First you should check the pressure in each tire to determine if you need to add some. Even if you have a newer car with an onboard tire pressure monitoring system, it's still a good idea to occasionally check the pressure manually. Make sure the vehicle is parked securely. Remove the valve stem cap and set it aside for now. Take the tire pressure gauge, and firmly press the fitting straight onto the tire valve. The tire pressure gauge should now indicate the current pressure of the tires. It’s best to check the tire pressure cold, before the car is driven anywhere. If you check it after the vehicle has been driven, you will need to compensate by subtracting about 3-5 psi from the current indicated pressure. This will give you what your current “cold” pressure would be, so you can compare to the pressures listed on the sticker. Don’t forget to put your valve stem cap back on. If you’re pressures are ok, then you can stop here. If they’re low, continue on.

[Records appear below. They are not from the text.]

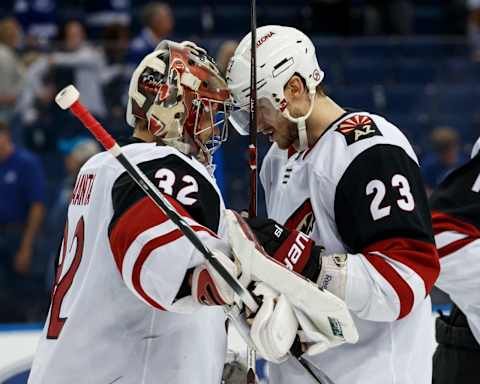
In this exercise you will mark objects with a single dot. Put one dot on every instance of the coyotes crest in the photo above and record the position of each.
(357, 128)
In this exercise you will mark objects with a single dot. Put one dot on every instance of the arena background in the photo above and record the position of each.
(415, 62)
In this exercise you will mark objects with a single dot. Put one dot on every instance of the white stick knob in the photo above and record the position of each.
(67, 96)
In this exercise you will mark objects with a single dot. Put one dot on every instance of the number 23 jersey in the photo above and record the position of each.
(358, 190)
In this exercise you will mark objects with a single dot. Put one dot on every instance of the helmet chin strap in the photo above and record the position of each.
(301, 121)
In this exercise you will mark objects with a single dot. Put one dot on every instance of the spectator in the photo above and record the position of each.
(38, 19)
(445, 157)
(77, 152)
(389, 17)
(158, 22)
(103, 13)
(83, 64)
(22, 196)
(116, 38)
(10, 68)
(473, 27)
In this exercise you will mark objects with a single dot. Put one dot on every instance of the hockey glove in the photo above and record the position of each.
(274, 326)
(294, 249)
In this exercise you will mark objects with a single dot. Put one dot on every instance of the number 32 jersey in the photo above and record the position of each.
(358, 190)
(121, 310)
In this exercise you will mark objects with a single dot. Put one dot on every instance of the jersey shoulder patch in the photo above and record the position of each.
(358, 127)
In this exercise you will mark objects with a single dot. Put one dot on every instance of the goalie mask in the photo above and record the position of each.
(179, 93)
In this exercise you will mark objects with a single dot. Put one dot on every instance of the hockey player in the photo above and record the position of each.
(128, 301)
(455, 207)
(350, 181)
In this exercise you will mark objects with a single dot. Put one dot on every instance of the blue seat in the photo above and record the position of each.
(461, 99)
(415, 71)
(367, 71)
(408, 99)
(459, 70)
(462, 123)
(231, 19)
(357, 98)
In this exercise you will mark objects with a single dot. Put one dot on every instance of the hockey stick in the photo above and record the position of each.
(68, 98)
(252, 148)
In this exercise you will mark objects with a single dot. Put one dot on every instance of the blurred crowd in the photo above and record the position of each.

Locate a source of compressed air

Most fuel stations have an air compressor you can use to fill your tires. Depending on your state, they may or may not charge for use of it, though it’s generally quite cheap if they do. In California for example, service stations provide air for free because having low tire pressure causes lowered fuel economy which puts more pollutants into the air.

Add air to the tires

Adding air is a simple process. Once again you will remove the valve stem cap and set it aside. The air hose (chuck) will have a tip similar to that of the tire pressure gauge. Simply push the fitting of the air chuck onto the tire valve, and air will automatically flow in. Some chucks have a button or lever that needs to be depressed to allow air to flow. Add air for about 5 seconds at a time, and check the pressure using your gauge after each 5 seconds until you obtain the desired pressure. If you overfill the tires and need to remove some air, the back side of the gauge has a small pin that you push into the center of the valve to release air. Do this slowly, as the pressure releases quickly. If your car is equipped with a spare tire, whether compact or full size, make sure to check it's pressure and add if necessary. Don’t forget that you may need to compensate the pressure as noted above if the tires have been warmed up by driving for more than 15 minutes. Reinstall your valve stem cap and now you’re done.

It’s totally normal for tires to lose a bit of pressure over a long period of time. If you find yourself needing to add air more frequently, such as weekly or even monthly, you should have your tires inspected for leaks or damage by a qualified professional, such as one available from YourMechanic. Also, while you’re checking the tire pressure, be sure to check the overall condition of your tires to ensure that you’re always driving on good condition tires.